En el corazón de la localidad de Bosa, al suroccidente de Bogotá, una agrupación musical emergente comienza a ganar reconocimiento por su autenticidad, creatividad y compromiso con la cultura local. Se trata de «Y QUE TOCAMOS», un colectivo de jóvenes músicos que, con una propuesta innovadora, está marcando la diferencia en la escena artística de la ciudad.
Formada en 2020, «Y QUE TOCAMOS» surgió como una iniciativa comunitaria con el propósito de dar visibilidad al talento juvenil del sector y crear espacios de expresión artística alternativos a la violencia y la exclusión. Lo que comenzó como un grupo de amigos ensayando en garajes y parques, hoy se consolida como un proyecto musical serio con una identidad sonora propia.
La agrupación fusiona diversos géneros musicales, que van desde el rock, ska y reggae hasta ritmos afrocolombianos, música colombiana y urbana, reflejando así la diversidad cultural de su territorio. Su nombre —«Y QUE TOCAMOS»— no solo hace alusión a la variedad de estilos que interpretan, sino que también desafía con ironía la idea de que la juventud no tiene propuestas culturales valiosas.

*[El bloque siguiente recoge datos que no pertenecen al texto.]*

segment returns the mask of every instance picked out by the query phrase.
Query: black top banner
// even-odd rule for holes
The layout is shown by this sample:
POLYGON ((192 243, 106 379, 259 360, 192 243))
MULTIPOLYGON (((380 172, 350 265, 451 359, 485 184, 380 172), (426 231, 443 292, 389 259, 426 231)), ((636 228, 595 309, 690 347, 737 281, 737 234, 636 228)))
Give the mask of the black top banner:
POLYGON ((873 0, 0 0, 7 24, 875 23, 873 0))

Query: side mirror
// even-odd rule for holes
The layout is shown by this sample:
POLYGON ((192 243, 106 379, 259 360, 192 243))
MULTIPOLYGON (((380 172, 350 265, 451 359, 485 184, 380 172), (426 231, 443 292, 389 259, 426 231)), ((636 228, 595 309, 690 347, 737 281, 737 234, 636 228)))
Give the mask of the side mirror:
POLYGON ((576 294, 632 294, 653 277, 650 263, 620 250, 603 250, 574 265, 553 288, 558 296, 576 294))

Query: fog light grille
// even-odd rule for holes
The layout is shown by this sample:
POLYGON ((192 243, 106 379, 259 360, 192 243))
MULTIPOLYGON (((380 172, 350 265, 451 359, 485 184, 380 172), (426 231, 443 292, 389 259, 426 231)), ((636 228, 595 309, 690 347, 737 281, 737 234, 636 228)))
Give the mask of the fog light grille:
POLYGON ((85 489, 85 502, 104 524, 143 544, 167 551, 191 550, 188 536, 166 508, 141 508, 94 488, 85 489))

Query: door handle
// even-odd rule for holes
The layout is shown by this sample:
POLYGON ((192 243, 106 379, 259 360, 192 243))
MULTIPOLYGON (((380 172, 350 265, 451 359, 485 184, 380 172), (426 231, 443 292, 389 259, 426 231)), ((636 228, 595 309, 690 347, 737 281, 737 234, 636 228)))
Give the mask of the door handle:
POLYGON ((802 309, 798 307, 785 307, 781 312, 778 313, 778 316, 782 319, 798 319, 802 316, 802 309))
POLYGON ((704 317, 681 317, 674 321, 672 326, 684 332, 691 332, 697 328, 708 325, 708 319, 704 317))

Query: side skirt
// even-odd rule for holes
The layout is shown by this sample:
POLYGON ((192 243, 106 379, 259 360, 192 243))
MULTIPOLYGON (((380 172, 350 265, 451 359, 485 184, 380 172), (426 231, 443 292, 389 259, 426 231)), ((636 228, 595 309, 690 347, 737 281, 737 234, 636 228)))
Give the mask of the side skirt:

«Tocamos lo que sentimos, lo que vivimos en Bosa, lo que pensamos y soñamos. Nuestro nombre es una respuesta y también una invitación: escúcharnos, porque tenemos algo que decir», asegura Diana Vargas, fundadora del grupo.
Además de su propuesta musical, «Y QUE TOCAMOS» se ha comprometido activamente con procesos sociales. Han participado en eventos culturales, ferias juveniles y jornadas comunitarias, usando su música como herramienta de transformación social y expresión ciudadana.
Actualmente, el grupo trabaja en la producción de su primer EP titulado postales, en el marco de la beca MÁS CULTURA LOCAL y que incluirá canciones originales que abordan temáticas como la identidad barrial, la resistencia juvenil, el amor y las luchas cotidianas. También están gestionando una gira por diferentes localidades de Bogotá para llevar su mensaje a más rincones de la ciudad.
El fenómeno de «Y QUE TOCAMOS» demuestra que en los márgenes urbanos también florece el arte y que la juventud de Bosa tiene mucho que aportar a la construcción de una ciudad más diversa, creativa e incluyente.